Safety & Training
Hope for the Best
Across the Canadian helicopter industry, 2007 and most of 2008 were stellar years. Business was booming and many operators found themselves scrambling to keep up with the demands on their physical and human resources. There weren’t always enough aircraft available, and pilot and maintenance engineer shortages compounded the situation
By Drew McCarthy
Across the Canadian helicopter industry, 2007 and most of 2008 were stellar years. Business was booming and many operators found themselves scrambling to keep up with the demands on their physical and human resources. There weren’t always enough aircraft available, and pilot and maintenance engineer shortages compounded the situation. Staff turnover increased, as skilled helicopter employees were lured away, and then away again, by competitors offering more attractive packages. Some companies even had to turn business away.
As we enter 2009, the overheated business environment has suddenly turned chilly. The question that Canadian operators are asking themselves now is, how chilly and for how long?
The answer, of course, is that it all depends. I’ve had many conversations with operators across the country recently and while some have already been hit hard, others haven’t, and are not panicking… at least, not yet.
The logging industry has seen its share of trouble over the past few years and now the demand for oil and mineral exploration services has plummeted. Mineral exploration spending fell nearly 12 per cent in British Columbia in 2008 because of the drop in commodity prices. Mining companies continue to suffer from a lack of liquidity with financing from lenders and investors yet to reappear. Similar situations exist in Alberta, Saskatchewan and other provinces, and the industry is wondering how it is going to keep exploration programs running in 2009.
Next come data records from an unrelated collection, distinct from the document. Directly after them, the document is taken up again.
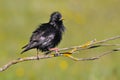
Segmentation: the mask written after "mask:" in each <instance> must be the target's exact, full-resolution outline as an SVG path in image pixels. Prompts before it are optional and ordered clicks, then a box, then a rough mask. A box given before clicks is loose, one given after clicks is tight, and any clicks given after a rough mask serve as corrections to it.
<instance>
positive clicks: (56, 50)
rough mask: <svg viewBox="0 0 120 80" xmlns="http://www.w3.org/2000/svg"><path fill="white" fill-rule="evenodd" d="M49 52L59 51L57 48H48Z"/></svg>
mask: <svg viewBox="0 0 120 80" xmlns="http://www.w3.org/2000/svg"><path fill="white" fill-rule="evenodd" d="M49 50H50V51H55V53H59V49H58V48H50V49H49Z"/></svg>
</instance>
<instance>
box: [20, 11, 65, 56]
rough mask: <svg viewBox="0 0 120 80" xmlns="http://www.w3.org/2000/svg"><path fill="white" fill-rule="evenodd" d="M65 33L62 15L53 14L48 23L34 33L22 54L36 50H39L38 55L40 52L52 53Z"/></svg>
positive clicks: (40, 25)
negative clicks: (25, 52)
mask: <svg viewBox="0 0 120 80" xmlns="http://www.w3.org/2000/svg"><path fill="white" fill-rule="evenodd" d="M64 31H65V27H64V25H63V19H62V15H61V13H59V12H53V13H52V14H51V16H50V20H49V22H48V23H43V24H41V25H40V26H39V27H38V28H37V29H36V30H35V31H33V33H32V36H31V37H30V41H29V43H28V44H27V45H25V46H24V47H23V48H22V49H24V50H23V51H22V52H21V54H22V53H24V52H26V51H28V50H30V49H35V48H36V49H37V55H38V51H39V50H40V51H42V52H46V54H48V53H50V51H51V50H55V47H56V46H57V45H58V44H59V43H60V41H61V39H62V34H63V32H64Z"/></svg>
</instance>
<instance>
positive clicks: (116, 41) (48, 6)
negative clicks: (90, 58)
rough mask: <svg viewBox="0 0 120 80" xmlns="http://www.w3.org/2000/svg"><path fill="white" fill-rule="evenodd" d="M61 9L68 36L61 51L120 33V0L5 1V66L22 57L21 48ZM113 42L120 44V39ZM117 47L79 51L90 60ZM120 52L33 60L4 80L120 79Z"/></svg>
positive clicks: (0, 41)
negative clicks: (87, 58) (44, 24)
mask: <svg viewBox="0 0 120 80" xmlns="http://www.w3.org/2000/svg"><path fill="white" fill-rule="evenodd" d="M54 11H59V12H61V13H62V15H63V17H64V19H65V20H64V25H65V26H66V28H67V29H66V32H65V34H64V37H63V40H62V42H61V44H60V45H59V48H62V47H70V46H75V45H80V44H83V43H85V42H87V41H90V40H93V39H95V38H96V39H97V40H102V39H105V38H109V37H112V36H117V35H120V0H60V1H59V0H0V66H2V65H4V64H5V63H7V62H8V61H10V60H12V59H16V58H19V57H25V56H32V55H36V50H31V51H28V52H26V53H25V54H23V55H20V52H21V51H22V50H21V47H22V46H24V45H25V44H26V43H27V42H28V39H29V37H30V36H31V33H32V31H33V30H34V29H36V28H37V27H38V25H39V24H41V23H44V22H48V20H49V15H50V14H51V13H52V12H54ZM109 43H120V40H115V41H110V42H109ZM111 48H115V47H103V48H98V49H93V50H85V51H81V52H78V53H77V54H75V55H73V56H77V57H88V56H93V55H97V54H98V53H101V52H104V51H107V50H110V49H111ZM119 53H120V52H116V53H115V54H111V55H107V56H104V57H102V58H101V59H99V60H95V61H80V62H75V61H72V60H71V59H68V58H66V57H57V58H51V59H44V60H39V61H28V62H23V63H19V64H17V65H14V66H12V67H10V68H9V69H8V70H6V71H4V72H1V73H0V80H120V62H119V61H120V54H119Z"/></svg>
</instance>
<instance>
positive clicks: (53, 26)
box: [49, 22, 65, 32]
mask: <svg viewBox="0 0 120 80" xmlns="http://www.w3.org/2000/svg"><path fill="white" fill-rule="evenodd" d="M49 24H50V25H52V26H53V27H54V28H56V29H57V30H58V31H60V32H64V30H65V27H64V25H63V24H62V22H60V23H56V22H49Z"/></svg>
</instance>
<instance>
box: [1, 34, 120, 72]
mask: <svg viewBox="0 0 120 80" xmlns="http://www.w3.org/2000/svg"><path fill="white" fill-rule="evenodd" d="M118 38H120V36H116V37H112V38H108V39H105V40H101V41H96V40H93V41H90V42H88V43H87V44H84V45H80V46H73V47H69V48H62V49H59V51H60V52H59V54H58V53H55V54H54V55H39V56H38V57H37V56H31V57H24V58H18V59H16V60H12V61H10V62H8V63H7V64H5V65H4V66H2V67H1V68H0V72H2V71H5V70H7V69H8V68H9V67H10V66H12V65H14V64H17V63H20V62H24V61H31V60H41V59H48V58H52V57H58V56H65V55H64V54H70V55H71V54H73V53H75V52H76V51H79V50H84V49H92V48H97V47H101V46H120V44H102V43H105V42H107V41H110V40H115V39H118ZM67 50H70V51H67ZM61 51H63V52H61ZM116 51H120V48H116V49H113V50H110V51H107V52H103V53H100V54H99V55H97V56H95V57H89V58H74V57H73V56H69V58H71V59H73V60H77V61H86V60H96V59H99V58H101V57H102V56H105V55H107V54H110V53H113V52H116ZM67 57H68V56H67Z"/></svg>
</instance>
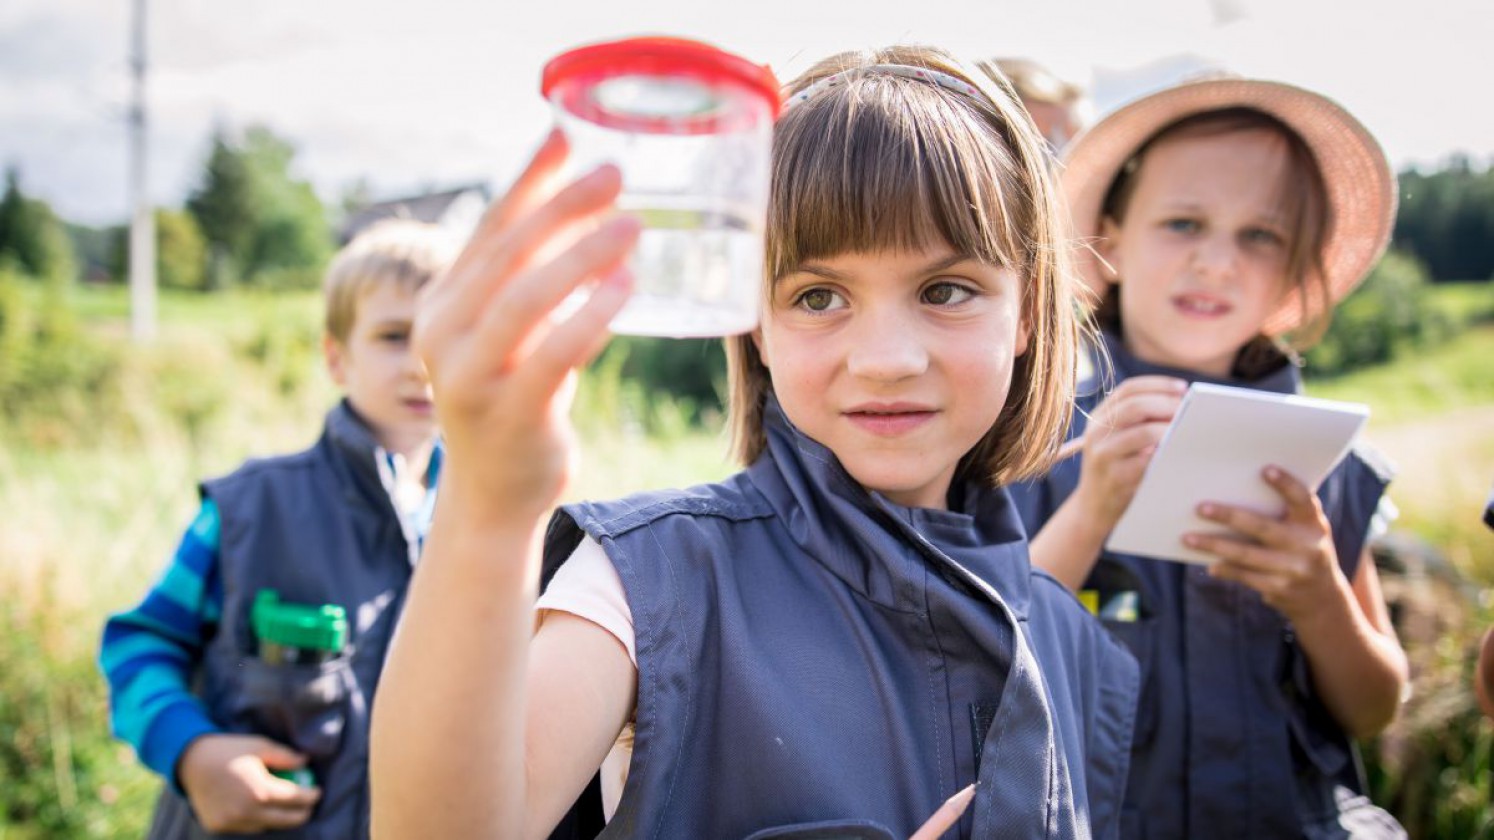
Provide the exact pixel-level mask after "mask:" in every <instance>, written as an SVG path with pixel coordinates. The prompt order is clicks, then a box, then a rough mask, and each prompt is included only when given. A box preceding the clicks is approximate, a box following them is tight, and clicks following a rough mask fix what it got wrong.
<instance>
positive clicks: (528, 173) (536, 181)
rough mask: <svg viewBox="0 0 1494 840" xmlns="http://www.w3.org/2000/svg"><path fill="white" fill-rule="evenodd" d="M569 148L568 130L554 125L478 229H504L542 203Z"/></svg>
mask: <svg viewBox="0 0 1494 840" xmlns="http://www.w3.org/2000/svg"><path fill="white" fill-rule="evenodd" d="M568 152H569V143H568V142H566V138H565V132H562V130H560V129H551V130H550V135H547V136H545V139H544V142H542V143H539V148H538V149H535V154H533V157H530V158H529V164H527V166H524V170H523V172H520V173H518V178H515V179H514V184H512V187H509V188H508V193H505V194H503V197H502V200H499V202H496V203H493V205H492V206H490V208H489V209H487V212H486V214H483V221H481V224H480V226H478V232H480V233H481V232H484V230H503V229H505V227H508V226H509V224H512V223H514V221H515V220H517V218H518V217H521V215H524V214H527V212H529V211H530V209H533V208H535V205H538V203H539V197H541V196H544V194H545V187H547V185H548V184H550V181H551V179H553V178H554V176H556V173H557V172H560V167H562V166H565V158H566V154H568Z"/></svg>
Operators whose bread and butter of late was coming from exploration contracts are looking at a poor season. But companies with more diversified activities will likely see less impact. It is even the case that companies such as CHC, with a business model that focuses on oil production support rather than exploration, will continue to fly as much as ever.
Those with government contracts will also continue to work, as will those working with utilities such as hydro, telephone and telecommunications companies. Traffic ENG and parapublic flying are likewise not going away. Similarly, flying related to environmental monitoring will not be affected for projects that are already up and running.
In general, most of the operators whom I’ve spoken to recently are expecting a slower but not necessarily bad season.
Some things never change and the fire season will, for most, have the biggest impact on the year. Last year’s weak fire season was in many cases offset by all of the other activities. Without those activities, the fire season will regain and maintain its primary importance.
One operator explained it to me this way: If the fire season is good and the oil exploration and seismic contracts are still down by the end of the year, it will be okay. And if the fire season is bad, but oil exploration and seismic are back, then that will be okay too. It’s only if there is a double whammy, that the year will be difficult.
The upshot of all this is that many operators are still cautiously optimistic. All are expecting a slower season, but with all of the activity over the last few years, there are some who are quietly welcoming it.
There is one operator in the North who recently told me that for him it’s been much too busy over the past couple of years, and he’s hoping to get back to normalcy. There are quite a few other operators out there saying that it’s about time things cooled off and that what we are seeing is really a correction.
For some, it’s like they just got a time-out – time to collect themselves and get organized. The helicopter business is a long-term proposition and success and failure is measured over decades and not over a year or two. The business has been dealt a downturn. This can provide opportunities for retooling or maybe some discretionary maintenance.
The industry has very quickly become conservative, with operators holding off on purchasing new aircraft, building hangars or undertaking other expensive projects. This is already having an enormous negative impact on many OEMs.
Certain companies have undoubtedly overextended themselves on their capital investments and are being forced to scale back quickly. In some cases, employees will be laid off and aircraft sold. Operators who ramped up aggressively, riding what everyone predicted would be a long-lasting wave, are now treading water.
All in all, it’s still a wait-and-see game. Everyone is getting ready to go, and ready to deal with whatever comes or doesn’t come their way. As the old expression goes, now is the time to “hope for the best, but also prepare for the worst.”